How do I join this army?
They’re signing up at a building called The Void.
Uncle Shame and Auntie Blame want you.
Marching against or for what?
Warring and warming themselves.
A man met a woman friend on the street. She cried. Her grandchild had just died on a ski *****, buried under an avalanche. Inconsolable.
He was jealous. I only cry for myself, he thought. Arthritis of the hip, losing mobility, starts my tears.
The man sent a photo of a scythe he had named after a man who had died years ago. He missed the man just as much as the wife to whom he sent the picture. She cried seeing it.
The man was jealous of her tears. I only cry for myself, he thought. Feeling a goodbye coming to his former life and not knowing what to do next. That started his tears.
The man met a boy who just lost his watch. He cried heartbreaking.
Here, take mine, he said. It’s a cheap one and I don’t have as much time left as you.
I only cry for myself, he thought. Getting older, losing illusions, starts my tears.
Well, maybe my tears can provide the birds with drink.
At five in the morning
in peeps
bona fide sunshine
thru my blanket
& my eye,
lowly it loafs
on the street,
out spaces
the early
innocence,
gangster gal,
anything you say
from now on
can be used
against you.
Maybe a dust bowl
burning in nature’s airfryer,
it’s not the end,
something’s crawling out of a hole.
Maybe a fire within and without,
a howling wind about,
there’s always another thing
crawling out of a hole.
Maybe a flood, ages of rain
with a tornado as a premium.
Down deep it crouches
crawling out of a hole.
Maybe a landslide
taking a town or two,
it looks big that’s all,
it’s the tiny thing that’s
crawling out of a hole.
Maybe a mental eclipse,
a black out, a white out,
a skyscraper crashing down,
there’s a wisp of a ghost
crawling out of a hole.
God works in ways mysterious to himself, a toothless drifter thought.
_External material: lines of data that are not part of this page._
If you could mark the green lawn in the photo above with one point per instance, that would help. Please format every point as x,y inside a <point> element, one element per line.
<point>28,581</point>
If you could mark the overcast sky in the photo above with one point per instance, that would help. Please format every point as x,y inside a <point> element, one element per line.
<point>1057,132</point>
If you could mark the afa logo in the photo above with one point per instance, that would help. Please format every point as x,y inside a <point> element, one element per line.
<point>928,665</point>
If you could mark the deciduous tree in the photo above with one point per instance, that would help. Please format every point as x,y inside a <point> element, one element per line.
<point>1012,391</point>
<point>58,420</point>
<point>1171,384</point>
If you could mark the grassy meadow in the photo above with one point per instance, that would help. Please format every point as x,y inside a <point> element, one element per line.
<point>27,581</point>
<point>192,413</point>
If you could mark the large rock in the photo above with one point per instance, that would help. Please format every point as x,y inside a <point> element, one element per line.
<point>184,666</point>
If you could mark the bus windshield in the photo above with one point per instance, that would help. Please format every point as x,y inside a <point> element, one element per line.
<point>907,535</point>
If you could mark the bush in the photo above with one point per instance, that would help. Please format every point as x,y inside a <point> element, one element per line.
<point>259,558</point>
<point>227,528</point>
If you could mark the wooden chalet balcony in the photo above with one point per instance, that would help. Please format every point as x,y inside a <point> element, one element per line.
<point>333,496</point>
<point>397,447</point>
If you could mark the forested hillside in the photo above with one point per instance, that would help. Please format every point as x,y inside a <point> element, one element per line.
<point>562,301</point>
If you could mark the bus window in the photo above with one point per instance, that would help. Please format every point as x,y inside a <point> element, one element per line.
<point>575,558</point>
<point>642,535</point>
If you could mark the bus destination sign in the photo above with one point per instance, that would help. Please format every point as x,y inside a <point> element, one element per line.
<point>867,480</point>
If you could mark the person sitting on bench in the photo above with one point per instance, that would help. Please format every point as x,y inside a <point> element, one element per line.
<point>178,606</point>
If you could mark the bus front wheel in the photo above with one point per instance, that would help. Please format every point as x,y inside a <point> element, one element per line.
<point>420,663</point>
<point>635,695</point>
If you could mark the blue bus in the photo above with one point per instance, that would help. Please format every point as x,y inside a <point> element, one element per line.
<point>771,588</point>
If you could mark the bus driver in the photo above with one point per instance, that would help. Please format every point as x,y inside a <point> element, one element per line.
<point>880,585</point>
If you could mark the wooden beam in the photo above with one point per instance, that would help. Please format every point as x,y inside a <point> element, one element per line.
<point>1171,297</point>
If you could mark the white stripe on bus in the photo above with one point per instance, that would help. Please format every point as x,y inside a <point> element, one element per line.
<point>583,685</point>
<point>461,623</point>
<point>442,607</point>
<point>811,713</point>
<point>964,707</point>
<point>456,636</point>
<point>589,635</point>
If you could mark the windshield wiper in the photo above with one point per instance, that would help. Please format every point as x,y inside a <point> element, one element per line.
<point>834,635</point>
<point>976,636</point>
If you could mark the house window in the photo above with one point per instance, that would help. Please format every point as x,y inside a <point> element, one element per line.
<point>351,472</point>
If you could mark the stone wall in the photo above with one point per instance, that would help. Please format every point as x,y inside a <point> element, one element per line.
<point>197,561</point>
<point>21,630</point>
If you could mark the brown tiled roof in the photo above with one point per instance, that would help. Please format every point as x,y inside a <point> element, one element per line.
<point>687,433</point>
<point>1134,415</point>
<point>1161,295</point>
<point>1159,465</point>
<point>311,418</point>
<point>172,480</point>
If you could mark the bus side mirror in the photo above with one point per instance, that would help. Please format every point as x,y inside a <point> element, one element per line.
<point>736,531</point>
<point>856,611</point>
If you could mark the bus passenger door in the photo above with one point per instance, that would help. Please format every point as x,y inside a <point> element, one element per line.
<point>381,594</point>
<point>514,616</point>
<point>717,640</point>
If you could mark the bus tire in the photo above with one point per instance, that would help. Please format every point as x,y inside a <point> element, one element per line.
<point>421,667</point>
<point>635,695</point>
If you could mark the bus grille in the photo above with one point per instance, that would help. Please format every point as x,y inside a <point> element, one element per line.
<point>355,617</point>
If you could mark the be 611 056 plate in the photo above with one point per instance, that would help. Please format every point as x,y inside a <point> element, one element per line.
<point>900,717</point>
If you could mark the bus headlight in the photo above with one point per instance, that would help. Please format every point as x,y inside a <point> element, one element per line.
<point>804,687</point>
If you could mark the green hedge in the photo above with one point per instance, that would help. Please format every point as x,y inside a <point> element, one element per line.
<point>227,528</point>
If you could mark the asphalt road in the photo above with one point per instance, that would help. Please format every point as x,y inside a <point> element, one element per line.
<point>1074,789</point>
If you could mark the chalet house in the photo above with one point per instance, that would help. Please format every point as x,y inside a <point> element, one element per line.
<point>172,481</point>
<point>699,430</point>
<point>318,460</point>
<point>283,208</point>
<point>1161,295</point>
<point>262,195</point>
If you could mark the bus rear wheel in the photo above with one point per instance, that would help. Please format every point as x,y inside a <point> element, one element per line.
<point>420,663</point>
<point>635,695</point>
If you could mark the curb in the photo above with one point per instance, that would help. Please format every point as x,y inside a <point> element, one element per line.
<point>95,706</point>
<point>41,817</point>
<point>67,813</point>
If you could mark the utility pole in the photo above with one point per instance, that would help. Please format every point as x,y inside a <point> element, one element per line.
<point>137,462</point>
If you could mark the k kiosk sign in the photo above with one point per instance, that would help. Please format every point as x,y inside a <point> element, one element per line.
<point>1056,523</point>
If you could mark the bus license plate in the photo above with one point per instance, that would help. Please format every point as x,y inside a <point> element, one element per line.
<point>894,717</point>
There's God, sitting on a cloud, doing nothing. Oh well, he's lightly pampered by angels and heavily pestered by Satan. The angels were just cuddling up and Satan was chewing his guts. Out of the blue, down in the mud they call earth, a young girl cried. Swat! God landed at the child's feet. Bunny broke his paw, she cried. Oh no, child, what can I do? Can't you mend it? Eh, I can cry with you. Now a double wailing commenced. And what do you know, this siren woke up the neighborhood doctor. Shoof! God rocketed back up to his cloud. He sat there, wondering what happened.

God works in ways mysterious to himself, the eyeless drifter thought.

There's God, sitting on a cloud, doing nothing. The angels clickclacked him to sleep and Satan drove a freight train through his head. Out of the blue, down in the mud they call earth, a man stood ready to throw himself in front of a train. Splat! God landed next to the rails. Don't do it, you're gonna die. That happens to be the plan. How did you know? Eh, I got my connections. Like, in wireless? Yeah. Just then the train passed. Hey, you made me miss my train. Shwoosh! God rocketed back to his cloud. He sat there, wondering what happened.

God works in ways mysterious to himself, the moneyless drifter thought.

There's God, sitting on a cloud, doing nothing. The angels showered his back with hot honeyed water and Satan slammed his shoulders with burning hooks. Out of the blue, down in the mud they call earth, an old person was lost. Shwam! God landed next to the old person. No, wait, he landed right on top of him. Or her? He couldn't tell. Now we're lost together, one of them said. Who? Well, you figure that out for yourself.

God works in ways mysterious to himself, the worryless drifter said. Suddenly he found himself in the midst of a street fest. The angels sang and danced with the Adorable Idiots Band and Satan gave away his Fire Fries and Brimstone Burgers. The drifter swung and swayed with his mouth full.

Look, there's God, the Bunny Child said to his mama. Tuttut, the mama said, no, that can't be, that poor man's just happy for a change.